From: Kenneth Whistler (kenw@sybase.com)
Date: Wed May 14 2003 - 18:45:07 EDT
Rick Cameron asked:
> (I'm sure this is an FAQ - but why are the code points 0xd800-0xdfff not
> considered noncharacters? Obviously no abstract character can be associated
> with them! Is there a different term that describes code points like this?)
It's not in the online preview Chapter 3, but rather in Chapter 2
of Unicode 4.0. (Incidentally, the editors are trying to get
preview versions of Chapters 1 and 2 posted, as well, to help
out with questions like this while we are waiting for the actual
publication of the book from Addison-Wesley.)
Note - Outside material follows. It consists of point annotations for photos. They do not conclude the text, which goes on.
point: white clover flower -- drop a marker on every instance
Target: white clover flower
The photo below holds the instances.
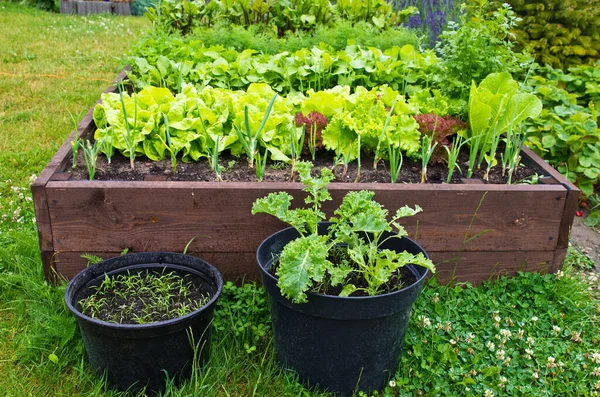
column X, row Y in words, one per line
column 469, row 337
column 520, row 334
column 556, row 330
column 500, row 354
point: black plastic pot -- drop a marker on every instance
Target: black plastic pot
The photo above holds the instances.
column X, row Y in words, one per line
column 137, row 356
column 342, row 344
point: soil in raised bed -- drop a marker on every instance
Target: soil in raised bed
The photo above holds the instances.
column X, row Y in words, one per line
column 235, row 169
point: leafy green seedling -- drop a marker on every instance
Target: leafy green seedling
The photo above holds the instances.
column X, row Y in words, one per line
column 128, row 136
column 213, row 157
column 296, row 147
column 261, row 164
column 313, row 262
column 453, row 153
column 169, row 145
column 142, row 298
column 90, row 155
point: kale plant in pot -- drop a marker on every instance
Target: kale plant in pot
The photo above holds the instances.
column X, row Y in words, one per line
column 341, row 291
column 145, row 317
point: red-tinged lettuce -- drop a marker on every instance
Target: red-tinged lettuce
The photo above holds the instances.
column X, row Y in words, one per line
column 306, row 263
column 439, row 128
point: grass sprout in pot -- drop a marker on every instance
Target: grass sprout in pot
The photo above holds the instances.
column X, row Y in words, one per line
column 341, row 291
column 145, row 317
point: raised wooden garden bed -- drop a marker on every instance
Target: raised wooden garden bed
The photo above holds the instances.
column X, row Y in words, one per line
column 521, row 227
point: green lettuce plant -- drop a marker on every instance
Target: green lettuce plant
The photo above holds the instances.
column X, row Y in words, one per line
column 497, row 106
column 349, row 251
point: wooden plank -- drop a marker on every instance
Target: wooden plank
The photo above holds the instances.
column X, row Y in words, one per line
column 121, row 8
column 474, row 267
column 67, row 7
column 568, row 214
column 112, row 216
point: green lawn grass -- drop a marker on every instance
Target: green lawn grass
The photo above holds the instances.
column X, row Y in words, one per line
column 545, row 330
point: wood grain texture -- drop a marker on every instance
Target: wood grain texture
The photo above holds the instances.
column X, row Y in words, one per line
column 234, row 266
column 514, row 224
column 145, row 216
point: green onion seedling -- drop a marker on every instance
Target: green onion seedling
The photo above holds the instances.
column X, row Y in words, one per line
column 261, row 165
column 90, row 155
column 383, row 136
column 213, row 156
column 248, row 139
column 426, row 152
column 129, row 130
column 75, row 142
column 453, row 153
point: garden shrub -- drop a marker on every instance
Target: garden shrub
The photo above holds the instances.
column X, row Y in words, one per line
column 479, row 46
column 561, row 33
column 566, row 133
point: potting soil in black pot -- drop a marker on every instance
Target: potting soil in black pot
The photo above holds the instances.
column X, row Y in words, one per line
column 341, row 344
column 134, row 356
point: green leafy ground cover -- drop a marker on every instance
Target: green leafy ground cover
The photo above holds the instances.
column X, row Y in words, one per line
column 52, row 65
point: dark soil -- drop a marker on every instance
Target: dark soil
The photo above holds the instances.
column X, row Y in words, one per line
column 235, row 169
column 119, row 304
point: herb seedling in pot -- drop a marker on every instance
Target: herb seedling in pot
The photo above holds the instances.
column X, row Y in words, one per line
column 348, row 259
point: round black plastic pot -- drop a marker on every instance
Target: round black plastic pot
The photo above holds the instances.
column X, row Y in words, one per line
column 341, row 344
column 133, row 356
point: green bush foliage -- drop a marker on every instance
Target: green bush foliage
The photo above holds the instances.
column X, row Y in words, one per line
column 561, row 33
column 566, row 133
column 317, row 68
column 480, row 45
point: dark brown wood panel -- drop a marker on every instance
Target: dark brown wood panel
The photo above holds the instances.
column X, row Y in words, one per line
column 234, row 266
column 165, row 216
column 476, row 267
column 473, row 267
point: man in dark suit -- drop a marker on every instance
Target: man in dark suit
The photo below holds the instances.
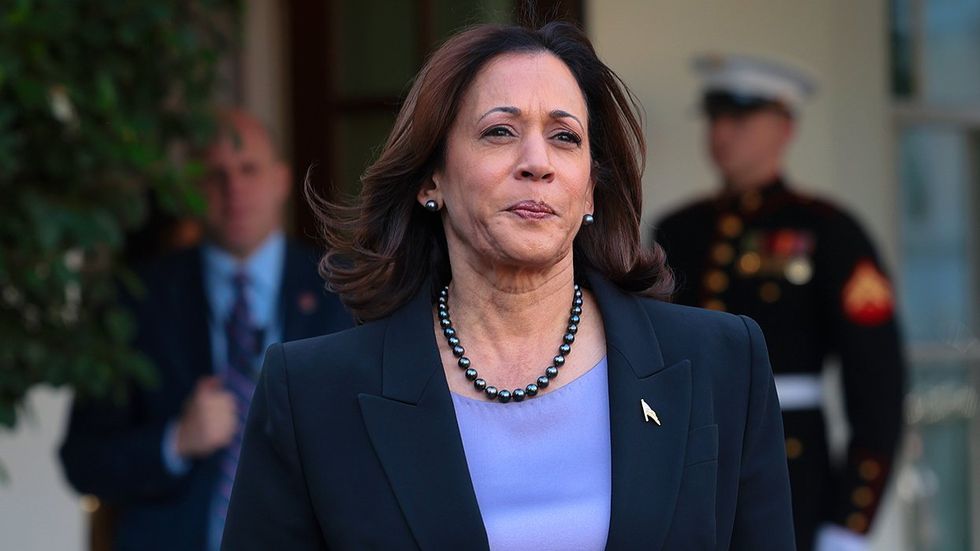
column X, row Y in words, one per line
column 167, row 458
column 808, row 273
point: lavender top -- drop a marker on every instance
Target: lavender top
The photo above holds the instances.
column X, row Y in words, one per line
column 541, row 468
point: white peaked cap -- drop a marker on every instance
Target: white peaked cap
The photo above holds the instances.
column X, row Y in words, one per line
column 754, row 77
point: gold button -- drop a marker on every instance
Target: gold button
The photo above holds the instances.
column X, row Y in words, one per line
column 716, row 281
column 722, row 253
column 799, row 271
column 869, row 470
column 862, row 496
column 769, row 292
column 714, row 304
column 89, row 503
column 857, row 522
column 751, row 201
column 749, row 263
column 794, row 448
column 730, row 225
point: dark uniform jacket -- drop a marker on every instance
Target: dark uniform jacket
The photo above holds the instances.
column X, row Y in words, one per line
column 807, row 272
column 352, row 440
column 115, row 452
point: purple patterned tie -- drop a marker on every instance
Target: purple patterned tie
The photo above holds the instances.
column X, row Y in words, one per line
column 244, row 344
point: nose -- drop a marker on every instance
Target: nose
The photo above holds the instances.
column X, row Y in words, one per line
column 535, row 163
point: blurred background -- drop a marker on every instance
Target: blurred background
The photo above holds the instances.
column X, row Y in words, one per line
column 893, row 134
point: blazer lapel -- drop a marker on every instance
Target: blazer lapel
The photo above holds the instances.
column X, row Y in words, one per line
column 413, row 429
column 647, row 458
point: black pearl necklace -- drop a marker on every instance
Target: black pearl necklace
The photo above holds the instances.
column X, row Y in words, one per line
column 518, row 394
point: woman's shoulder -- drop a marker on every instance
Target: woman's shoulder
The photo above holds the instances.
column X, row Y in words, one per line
column 348, row 358
column 711, row 339
column 687, row 322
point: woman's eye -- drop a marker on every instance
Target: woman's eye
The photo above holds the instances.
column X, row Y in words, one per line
column 569, row 137
column 498, row 132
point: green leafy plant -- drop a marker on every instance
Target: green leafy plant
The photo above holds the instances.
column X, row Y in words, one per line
column 100, row 101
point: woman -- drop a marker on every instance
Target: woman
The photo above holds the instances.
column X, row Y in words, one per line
column 517, row 383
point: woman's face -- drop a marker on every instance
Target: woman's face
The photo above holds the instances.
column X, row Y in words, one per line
column 516, row 179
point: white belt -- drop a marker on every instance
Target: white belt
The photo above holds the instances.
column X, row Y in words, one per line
column 799, row 391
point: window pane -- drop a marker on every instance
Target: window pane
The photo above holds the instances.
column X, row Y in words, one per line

The answer is that in the new scheme for 4.0, the Unicode Technical Committee
has decided on a nomenclature that divides code points into
7 basic types (gc refers to General Category property values):
1. Graphic (gc = [L, M, N, P, S, Zs])
2. Format (gc = [Cf, Zl, Zp])
3. Control (gc = Cc)
4. Private-use (gc = Co)
5. Surrogate (gc = Cs)
6. Noncharacter (gc = Cn, in part)
7. Reserved (gc = Cn, in part)
Types 1-4 are considered *assigned* to abstract characters.
Types 5-7 are considered *not assigned* to abstract characters.
Types 1-6 are considered *designated* code points (which means
that the standard specifies something normative about their
usage).
Type 7 are considered *undesigned* code points (which means they
are reserved for future use, and in principle could be turned
into any of types 1-4 or 6 by future changes).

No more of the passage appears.